Con il 47% le aziende con sede negli Stati Uniti detengono la quota maggiore del mercato globale dei semiconduttori nel 2020. Le esportazioni di semiconduttori statunitensi per un valore di 49 miliardi di dollari si sono classificate al quarto posto nell’elenco dei prodotti venduti all’estero lo scorso anno, mentre l’America domina anche nella progettazione di chip, software di progettazione e proprietà intellettuale di base, nonché nel settore delle apparecchiature e degli strumenti per semiconduttori». Di fronte a questa potenza di fuoco, l’Unione europea cerca di entrare in gioco sforzandosi di integrare la capacità produttiva dei diversi paesi membri, che da soli sarebbero dei nani economici e tecnologici.
La Bussola per il digitale 2030 della Commissione europea indica due obiettivi strategici per diventare un player globale: l’aumento della produzione di semiconduttori in Europa, dall’attuale 10% del valore della produzione mondiale al 20% e lo sviluppo della prossima generazione di microprocessori (da 2 nanometri: circa venti in meno rispetto alla misura attuale prodotta dalle industrie europee). Il problema dello sviluppo della capacità produttiva riguarda anche la Cina. Fino ad oggi la Semiconductor Manufacturing International Corporation (Smic), azienda controllata dal governo di Pechino, ha prodotto processori con transistor da 14 nanometri.

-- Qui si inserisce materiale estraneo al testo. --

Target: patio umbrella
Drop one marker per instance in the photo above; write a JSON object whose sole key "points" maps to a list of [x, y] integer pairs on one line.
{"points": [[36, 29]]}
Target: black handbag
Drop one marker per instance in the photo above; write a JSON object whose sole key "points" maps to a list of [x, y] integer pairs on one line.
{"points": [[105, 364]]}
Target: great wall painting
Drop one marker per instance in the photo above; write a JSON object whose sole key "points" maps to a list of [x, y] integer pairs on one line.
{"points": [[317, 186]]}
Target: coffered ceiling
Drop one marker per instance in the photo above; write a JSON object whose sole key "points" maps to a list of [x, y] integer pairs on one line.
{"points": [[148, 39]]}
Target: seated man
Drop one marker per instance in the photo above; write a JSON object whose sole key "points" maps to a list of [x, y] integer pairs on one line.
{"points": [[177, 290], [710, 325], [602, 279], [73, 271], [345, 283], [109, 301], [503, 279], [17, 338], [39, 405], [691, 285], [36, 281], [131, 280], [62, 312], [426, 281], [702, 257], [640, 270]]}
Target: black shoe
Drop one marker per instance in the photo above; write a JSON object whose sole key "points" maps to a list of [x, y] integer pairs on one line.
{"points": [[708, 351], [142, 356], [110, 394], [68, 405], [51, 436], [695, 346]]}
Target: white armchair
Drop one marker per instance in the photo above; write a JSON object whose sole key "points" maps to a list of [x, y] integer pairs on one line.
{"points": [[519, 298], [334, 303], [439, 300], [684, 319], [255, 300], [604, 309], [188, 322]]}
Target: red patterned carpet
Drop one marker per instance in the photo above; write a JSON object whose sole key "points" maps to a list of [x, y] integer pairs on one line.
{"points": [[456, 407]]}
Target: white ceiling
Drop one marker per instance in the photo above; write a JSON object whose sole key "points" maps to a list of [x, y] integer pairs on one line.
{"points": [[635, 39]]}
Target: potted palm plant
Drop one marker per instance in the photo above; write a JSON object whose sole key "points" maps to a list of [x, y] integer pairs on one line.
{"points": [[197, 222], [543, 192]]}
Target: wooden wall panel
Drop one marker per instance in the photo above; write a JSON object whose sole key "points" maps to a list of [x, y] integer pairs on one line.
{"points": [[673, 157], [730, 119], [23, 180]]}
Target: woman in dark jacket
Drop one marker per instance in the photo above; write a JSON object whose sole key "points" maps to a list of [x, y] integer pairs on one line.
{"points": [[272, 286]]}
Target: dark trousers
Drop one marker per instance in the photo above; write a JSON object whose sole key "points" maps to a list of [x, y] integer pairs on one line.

Per il resto dell’approvvigionamento il gigante asiatico dipende dalle importazioni: solo 27 chip su 100 venduti nel mercato interno sono prodotti da aziende nazionali. Anche per questo motivo la Cina sta cercando di estendere le sue mire su Taiwan. L’isola del Pacifico, infatti, non è soltanto un territorio che il governo di Xi Jinping considera come una sua pertinenza sul piano politico. È soprattutto il leader globale nella produzione dei semiconduttori. La Taiwan Semiconductor Manufacturing Company (Tsmc) detiene una quota di mercato del 90% sui chip compresi tra i 5 e i 10 nanometri che rappresentano la frontiera tecnologica di quest’epoca. Tant’è vero che presso la compagnia di Taipei si riforniscono clienti come Apple, Sony, Google, Ford e Honda. Per la Tmsc la sfida del prossimo triennio sarà lo sviluppo delle tecnologie a 3nm e 2nm. Un altro motivo per attirare gli appetiti dell’ingombrante vicino cinese.